I hear people say, "Oh, that Big Data, we used to call it BI." One of the main challenges with legacy BI has been that you pretty much have to know what you're looking for based on a limited set of data sources that are available to you. The so called "intelligence" is people going around gathering, cleaning, staging, and analyzing data to create pre-canned "reports and dashboards" to answer a few very specific narrow questions. By the time the question is answered its value has been diluted. These restrictions manifested from the fact that the computational power was still scarce and the industry lacked sophisticated frameworks and algorithms to actually make sense out of data. Traditional BI introduced redundancies at many levels such as staging, cubes etc. This in turn reduced the the actual data size available to analyze. On top of that there were no self-service tools to do anything meaningful with this data. IT has always been a gatekeeper and they were always resource-constrained. A lot of you can relate to this. If you asked the IT to analyze traditional clickstream data you became a laughing stroke.

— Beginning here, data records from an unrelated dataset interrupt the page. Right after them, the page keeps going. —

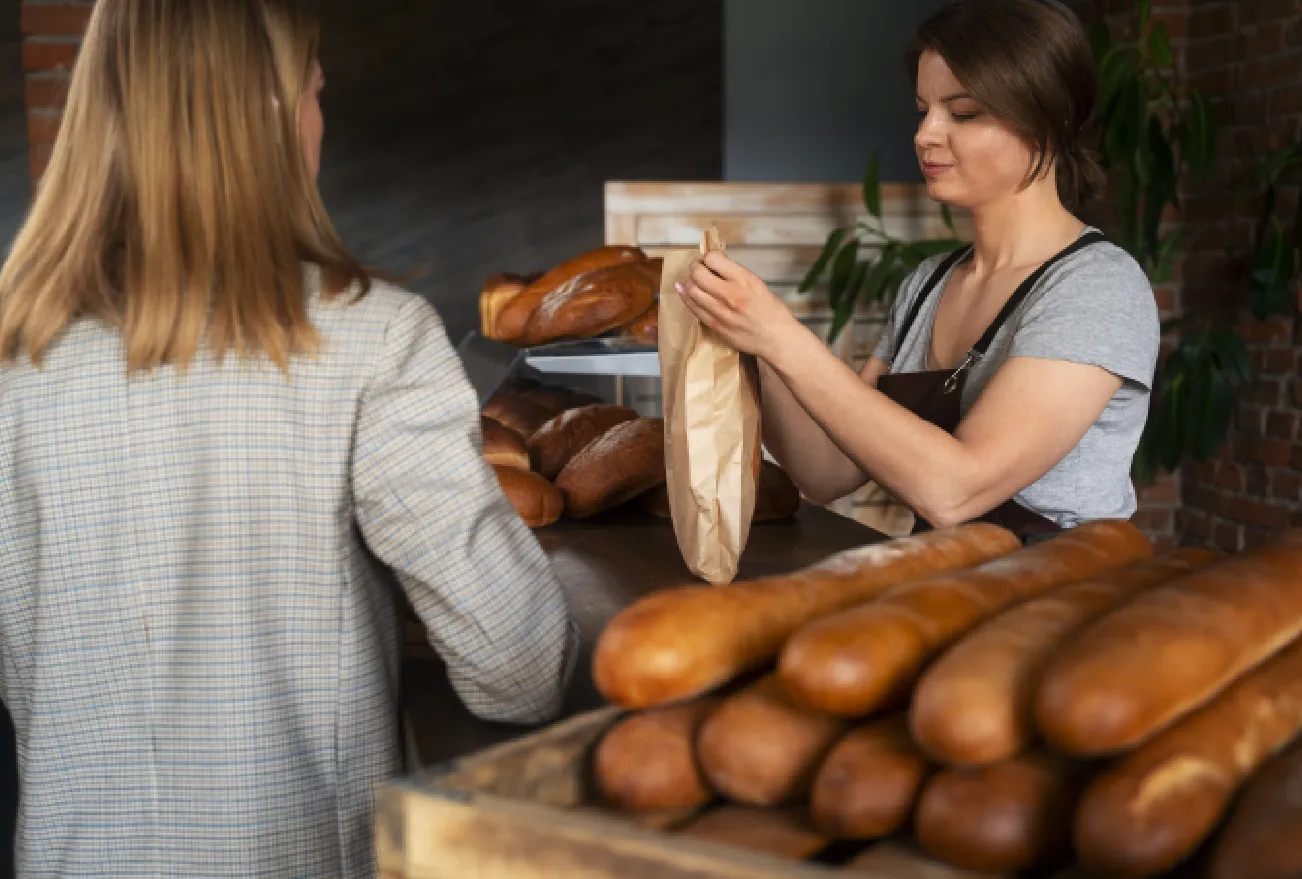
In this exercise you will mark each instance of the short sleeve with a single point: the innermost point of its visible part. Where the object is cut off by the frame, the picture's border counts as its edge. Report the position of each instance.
(1095, 309)
(431, 509)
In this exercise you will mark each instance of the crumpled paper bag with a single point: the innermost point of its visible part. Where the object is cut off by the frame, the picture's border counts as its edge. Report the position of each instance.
(711, 422)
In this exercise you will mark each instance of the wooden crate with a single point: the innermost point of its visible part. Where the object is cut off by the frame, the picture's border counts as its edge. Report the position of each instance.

What is different about Big Data is not only that there's no real need to throw away any kind of data, but the "enterprise data", which always got a VIP treatment in the old BI world while everyone else waited, has lost that elite status. In the world of Big Data, you don't know which data is valuable and which data is not until you actually look at it and do something about it. Every few years the industry reaches some sort of an inflection point. In this case, the inflection point is the combination of cheap computing — cloud as well as on-premise appliances — and emergence of several open computing data-centric software frameworks that can leverage this cheap computing.

Traditional BI is a symptom of all the hardware restrictions and legacy architecture unable to use relatively newer data frameworks such as Hadoop and plenty of others in the current landscape. Unfortunately, retrofitting existing technology stack may not be that easy if an organization truly wants to reap the benefits of Big Data. In many cases, buying some disruptive technology is nothing more than a line item in many CIOs' wish-list. I would urge them to think differently. This is not BI 2.0. This is not a BI at all as you have known it.


Myth # 1: Data scientist is a glorified data analyst

The role of a data scientist has exponentially grown in its popularity. Recently, DJ Patil, a data scientist in-residence at Greylock, was featured on Generation Flux by Fast Company. He is the kind of a guy you want on your team. I know of a quite a few companies that are unable to hire good data scientists despite of their willingness to offer above-market compensation. This is also a controversial role where people argue that a data scientist is just a glorified data analyst. This is not true. Data scientist is the human side of Big Data and it's real.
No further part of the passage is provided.